As just for an example,I have a tub of water and a cube(of around same density as of water so that it doesn't sink or float but stay at a certain level throughout the time, say 1g/1cm³) of dimensions 1m, which is completely submerged inside at a certain depth, say the top surface of the cube is 5m from the surface of the water and the bottom part of the cube is 6m.

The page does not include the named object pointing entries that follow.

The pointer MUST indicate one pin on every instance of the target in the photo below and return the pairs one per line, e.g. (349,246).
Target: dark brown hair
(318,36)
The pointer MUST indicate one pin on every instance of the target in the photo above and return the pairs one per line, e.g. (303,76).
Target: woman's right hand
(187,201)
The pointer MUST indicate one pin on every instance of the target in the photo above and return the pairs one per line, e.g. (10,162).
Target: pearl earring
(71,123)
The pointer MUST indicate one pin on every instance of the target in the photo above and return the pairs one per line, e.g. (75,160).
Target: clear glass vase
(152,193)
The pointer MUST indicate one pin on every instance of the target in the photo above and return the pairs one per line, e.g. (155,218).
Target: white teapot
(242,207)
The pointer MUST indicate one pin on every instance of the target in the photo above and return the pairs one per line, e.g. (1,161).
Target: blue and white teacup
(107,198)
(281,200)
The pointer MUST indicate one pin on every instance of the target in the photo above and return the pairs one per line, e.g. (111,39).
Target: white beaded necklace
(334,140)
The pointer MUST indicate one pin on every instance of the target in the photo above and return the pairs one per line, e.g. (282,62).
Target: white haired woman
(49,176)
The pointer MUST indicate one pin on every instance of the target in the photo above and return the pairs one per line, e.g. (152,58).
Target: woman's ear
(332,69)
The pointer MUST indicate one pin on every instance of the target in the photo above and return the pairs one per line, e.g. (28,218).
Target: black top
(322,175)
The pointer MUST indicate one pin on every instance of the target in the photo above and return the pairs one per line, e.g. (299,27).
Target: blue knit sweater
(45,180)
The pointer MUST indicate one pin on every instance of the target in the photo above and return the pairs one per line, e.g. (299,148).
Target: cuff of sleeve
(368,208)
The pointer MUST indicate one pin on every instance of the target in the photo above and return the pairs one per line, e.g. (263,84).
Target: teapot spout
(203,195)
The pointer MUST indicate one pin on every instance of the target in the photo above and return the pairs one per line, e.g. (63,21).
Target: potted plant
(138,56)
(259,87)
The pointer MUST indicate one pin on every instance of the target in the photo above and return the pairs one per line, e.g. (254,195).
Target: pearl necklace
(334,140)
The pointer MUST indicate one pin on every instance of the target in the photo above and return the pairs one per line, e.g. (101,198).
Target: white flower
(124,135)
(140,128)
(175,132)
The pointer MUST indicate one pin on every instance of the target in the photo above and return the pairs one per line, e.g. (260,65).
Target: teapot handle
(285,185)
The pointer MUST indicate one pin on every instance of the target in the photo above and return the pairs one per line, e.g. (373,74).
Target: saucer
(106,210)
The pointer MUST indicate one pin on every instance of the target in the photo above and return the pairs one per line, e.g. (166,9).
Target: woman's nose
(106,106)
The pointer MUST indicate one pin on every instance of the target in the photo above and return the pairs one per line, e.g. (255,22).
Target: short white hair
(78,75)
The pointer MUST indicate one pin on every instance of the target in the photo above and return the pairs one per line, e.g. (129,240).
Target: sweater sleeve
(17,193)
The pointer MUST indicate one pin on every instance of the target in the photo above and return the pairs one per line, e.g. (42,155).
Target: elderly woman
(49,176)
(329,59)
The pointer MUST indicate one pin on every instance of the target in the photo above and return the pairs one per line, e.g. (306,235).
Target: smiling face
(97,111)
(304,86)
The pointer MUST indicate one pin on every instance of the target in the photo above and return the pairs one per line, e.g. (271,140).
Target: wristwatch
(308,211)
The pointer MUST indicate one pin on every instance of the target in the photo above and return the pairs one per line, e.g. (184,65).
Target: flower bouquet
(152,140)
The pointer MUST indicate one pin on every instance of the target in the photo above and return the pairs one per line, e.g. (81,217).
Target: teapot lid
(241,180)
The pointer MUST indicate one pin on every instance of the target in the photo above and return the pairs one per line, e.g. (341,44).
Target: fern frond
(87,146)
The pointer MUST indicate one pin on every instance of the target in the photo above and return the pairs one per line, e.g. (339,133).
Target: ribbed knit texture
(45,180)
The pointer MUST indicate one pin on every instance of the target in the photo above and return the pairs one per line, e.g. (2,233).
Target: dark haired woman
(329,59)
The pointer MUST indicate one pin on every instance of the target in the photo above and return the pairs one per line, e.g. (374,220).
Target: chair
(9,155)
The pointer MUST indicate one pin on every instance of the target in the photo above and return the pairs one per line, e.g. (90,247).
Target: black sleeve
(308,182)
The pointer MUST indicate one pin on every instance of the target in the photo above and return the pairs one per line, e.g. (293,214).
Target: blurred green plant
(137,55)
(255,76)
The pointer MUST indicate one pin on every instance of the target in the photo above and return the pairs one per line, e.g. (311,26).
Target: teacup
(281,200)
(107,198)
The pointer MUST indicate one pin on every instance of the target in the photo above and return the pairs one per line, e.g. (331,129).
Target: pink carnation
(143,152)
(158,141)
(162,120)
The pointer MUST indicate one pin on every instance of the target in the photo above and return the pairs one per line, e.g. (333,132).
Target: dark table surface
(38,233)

I find myself with two options to calculate it:

  1. To calculate the difference of forces experienced by the bottom and top surface of the cube which will give me the net force experienced by the cube.
  2. As the cube is at a constant position at the depth, the vertical forces should cancel each other out, thus the net force at the bottom part of the cube would be the same as the buoyant force it experiences,which seems logical to do.

1st Method:

Force on the bottom of the cube(F2): F(atmospheric pressure) + F(weight of cube) + F(weight of the fluid column just above the cube).

Force on top of the cube(F1): F(atmospheric pressure) + F(weight of fluid column above the cube)

---> Net force: F2 - F1 = F(due to the weight of cube) = m(cube) *g = 1000kg/m³ * 1m³ * 10m/sec² (to make calculation easy) = 10⁴N

2nd Method: Total force experienced at the bottom part of the cube = Buoyant force:

F2 = F(atmospheric) + F(weight of cube) + F(weight of fluid column above)

----> 10⁵N(approx.) + 10000N + 50000(5m*1m² * 10000kg/m³ * 10m/sec²) = (10⁵ + 60000)N

Here I got 2 different values , although I believe the first method seems more related to what the principle says, but wouldn't the total force experienced at the bottom point of the cube be the actual buoyant force?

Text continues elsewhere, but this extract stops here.